Delta du Mékong, du Mississippi, du Nil… Et si tous ces réseaux fluviaux qui se jettent dans la mer obéissaient à une même loi géométrique ? C’est la conclusion d’une étude publiée cette semaine dans la revue Science. Selon ses auteurs, la loi de Hack — jusqu’ici appliquée aux bassins versants classiques — s’applique aussi aux deltas, ces systèmes qui, eux, divergent au lieu de converger.
Pour comprendre ce que cela signifie, il faut d’abord définir ce qu’est un bassin versant. C’est une sorte de cuvette qui collecte l’eau : à partir d’un point donné sur une rivière, le bassin versant correspond à toute la surface d’où l’eau peut s’écouler jusqu’à ce point, en suivant le relief du terrain.
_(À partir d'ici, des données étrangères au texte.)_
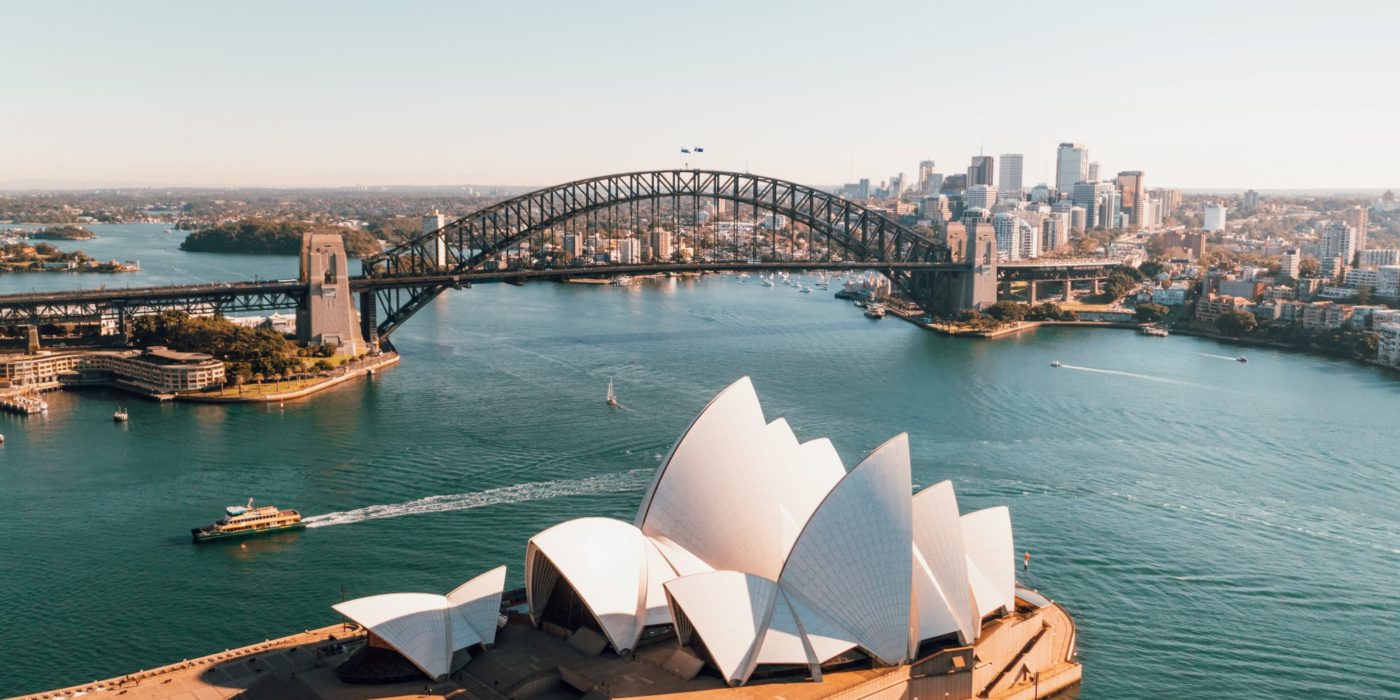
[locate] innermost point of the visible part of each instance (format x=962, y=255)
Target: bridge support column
x=328, y=317
x=368, y=324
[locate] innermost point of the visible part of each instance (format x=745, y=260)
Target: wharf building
x=753, y=560
x=151, y=371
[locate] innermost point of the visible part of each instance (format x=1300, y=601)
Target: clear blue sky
x=1199, y=94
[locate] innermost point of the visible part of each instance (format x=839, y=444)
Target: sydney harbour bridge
x=521, y=238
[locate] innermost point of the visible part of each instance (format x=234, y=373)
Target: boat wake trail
x=517, y=493
x=1119, y=373
x=1220, y=356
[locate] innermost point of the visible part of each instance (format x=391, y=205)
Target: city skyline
x=160, y=94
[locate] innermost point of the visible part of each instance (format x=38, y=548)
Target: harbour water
x=1218, y=529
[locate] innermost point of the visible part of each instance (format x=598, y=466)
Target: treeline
x=247, y=352
x=261, y=235
x=63, y=233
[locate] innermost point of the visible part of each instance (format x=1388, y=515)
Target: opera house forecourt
x=756, y=566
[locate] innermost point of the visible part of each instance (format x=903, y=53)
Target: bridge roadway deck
x=291, y=287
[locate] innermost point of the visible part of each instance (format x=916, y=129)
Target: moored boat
x=241, y=521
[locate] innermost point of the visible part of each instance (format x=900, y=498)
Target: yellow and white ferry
x=245, y=520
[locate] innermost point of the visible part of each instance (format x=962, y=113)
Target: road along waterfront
x=1208, y=524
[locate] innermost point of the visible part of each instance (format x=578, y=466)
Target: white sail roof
x=415, y=625
x=734, y=492
x=475, y=606
x=605, y=562
x=728, y=611
x=853, y=560
x=942, y=597
x=991, y=559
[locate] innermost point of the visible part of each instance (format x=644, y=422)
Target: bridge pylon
x=328, y=314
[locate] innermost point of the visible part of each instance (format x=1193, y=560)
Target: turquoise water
x=1215, y=528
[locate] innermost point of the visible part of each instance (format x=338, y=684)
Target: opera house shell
x=760, y=556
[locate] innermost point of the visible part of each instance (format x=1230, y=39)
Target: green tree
x=1151, y=312
x=1236, y=324
x=1007, y=311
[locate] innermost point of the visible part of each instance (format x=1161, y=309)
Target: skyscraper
x=1134, y=196
x=1339, y=241
x=1071, y=165
x=1010, y=181
x=982, y=171
x=1358, y=219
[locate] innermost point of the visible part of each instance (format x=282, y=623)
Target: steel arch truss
x=471, y=242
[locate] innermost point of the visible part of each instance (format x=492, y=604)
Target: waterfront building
x=982, y=196
x=982, y=171
x=1134, y=196
x=1388, y=350
x=1071, y=165
x=1054, y=231
x=660, y=245
x=1337, y=247
x=1291, y=263
x=156, y=370
x=1213, y=305
x=1326, y=315
x=1214, y=219
x=1376, y=256
x=1008, y=184
x=436, y=249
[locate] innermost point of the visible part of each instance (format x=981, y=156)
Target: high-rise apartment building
x=1010, y=179
x=1358, y=219
x=982, y=171
x=1339, y=241
x=1134, y=196
x=1214, y=219
x=980, y=196
x=1071, y=165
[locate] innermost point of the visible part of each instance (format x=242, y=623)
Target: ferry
x=245, y=520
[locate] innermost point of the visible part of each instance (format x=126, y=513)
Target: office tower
x=1134, y=195
x=926, y=174
x=1054, y=231
x=982, y=171
x=436, y=249
x=1358, y=219
x=1071, y=165
x=1291, y=263
x=660, y=241
x=980, y=196
x=1099, y=202
x=1010, y=179
x=1214, y=217
x=1339, y=241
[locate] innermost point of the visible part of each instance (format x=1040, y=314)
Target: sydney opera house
x=756, y=566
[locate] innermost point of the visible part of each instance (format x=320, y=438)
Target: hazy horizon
x=1206, y=97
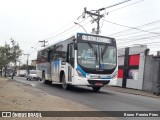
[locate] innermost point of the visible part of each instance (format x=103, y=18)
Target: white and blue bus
x=82, y=60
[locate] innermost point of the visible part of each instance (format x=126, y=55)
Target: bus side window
x=71, y=54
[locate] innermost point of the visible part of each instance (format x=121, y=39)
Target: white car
x=32, y=75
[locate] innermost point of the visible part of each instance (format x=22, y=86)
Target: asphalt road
x=104, y=100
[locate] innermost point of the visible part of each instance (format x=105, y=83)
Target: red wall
x=120, y=73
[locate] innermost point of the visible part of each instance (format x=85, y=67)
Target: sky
x=29, y=21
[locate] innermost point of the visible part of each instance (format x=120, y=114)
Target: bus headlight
x=79, y=73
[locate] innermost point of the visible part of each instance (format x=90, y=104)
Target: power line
x=64, y=30
x=125, y=6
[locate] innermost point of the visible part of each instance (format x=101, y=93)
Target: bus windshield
x=97, y=55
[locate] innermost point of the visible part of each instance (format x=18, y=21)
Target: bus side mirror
x=63, y=62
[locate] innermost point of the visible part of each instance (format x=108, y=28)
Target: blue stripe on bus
x=81, y=70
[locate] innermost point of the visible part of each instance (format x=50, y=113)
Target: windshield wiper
x=103, y=52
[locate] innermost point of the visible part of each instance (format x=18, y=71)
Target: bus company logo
x=6, y=114
x=96, y=39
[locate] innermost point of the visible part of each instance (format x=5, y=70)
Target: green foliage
x=23, y=67
x=9, y=54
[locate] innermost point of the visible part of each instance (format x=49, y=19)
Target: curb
x=124, y=91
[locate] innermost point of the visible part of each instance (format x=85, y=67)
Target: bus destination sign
x=95, y=38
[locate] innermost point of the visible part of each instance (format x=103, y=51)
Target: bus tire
x=96, y=89
x=64, y=84
x=43, y=78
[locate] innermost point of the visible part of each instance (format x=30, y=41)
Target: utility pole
x=97, y=16
x=97, y=19
x=27, y=63
x=44, y=43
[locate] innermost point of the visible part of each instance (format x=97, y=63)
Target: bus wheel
x=43, y=78
x=96, y=89
x=64, y=84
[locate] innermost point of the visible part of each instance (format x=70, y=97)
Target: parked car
x=32, y=75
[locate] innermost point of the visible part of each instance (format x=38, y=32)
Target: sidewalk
x=132, y=91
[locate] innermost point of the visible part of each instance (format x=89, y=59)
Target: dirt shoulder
x=16, y=96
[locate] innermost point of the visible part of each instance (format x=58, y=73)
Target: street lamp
x=80, y=26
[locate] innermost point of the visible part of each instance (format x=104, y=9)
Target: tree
x=9, y=54
x=5, y=57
Plus un canal est long, plus le bassin versant s’allonge
D’après la loi de Hack, dans un réseau hydraulique, il existe une relation d’échelle entre la taille du bassin versant et la longueur du chenal principal : plus ce canal est long, plus le bassin s’étend.
Or, jusqu’ici, cette loi était appliquée aux réseaux convergents — ceux où les affluents se rejoignent vers un point central, l’exutoire. Les chercheurs ont ici montré qu’elle vaut aussi pour les deltas, qui fonctionnent à l’inverse : l’eau s’y disperse sur une surface plane, en une multitude de bras divergents.
La forme des deltas dépend de l’eau qu’ils collectent
L’équipe distingue deux grandes familles de deltas : les deltas confinés (comme le Mékong), qui suivent la loi de Hack — plus le chenal est long, plus la surface nourricière s’allonge — et les deltas composites, moins contraints, qui s’étalent autant en largeur qu’en longueur, s’éloignant de la loi.
La forme des deltas dépend de l’eau qu’ils collectent, ils sont donc étroitement liés au climat. Mieux comprendre comment ils s’organisent, c’est pouvoir retracer leur histoire — et, par extension, celle du climat qui les a façonnés.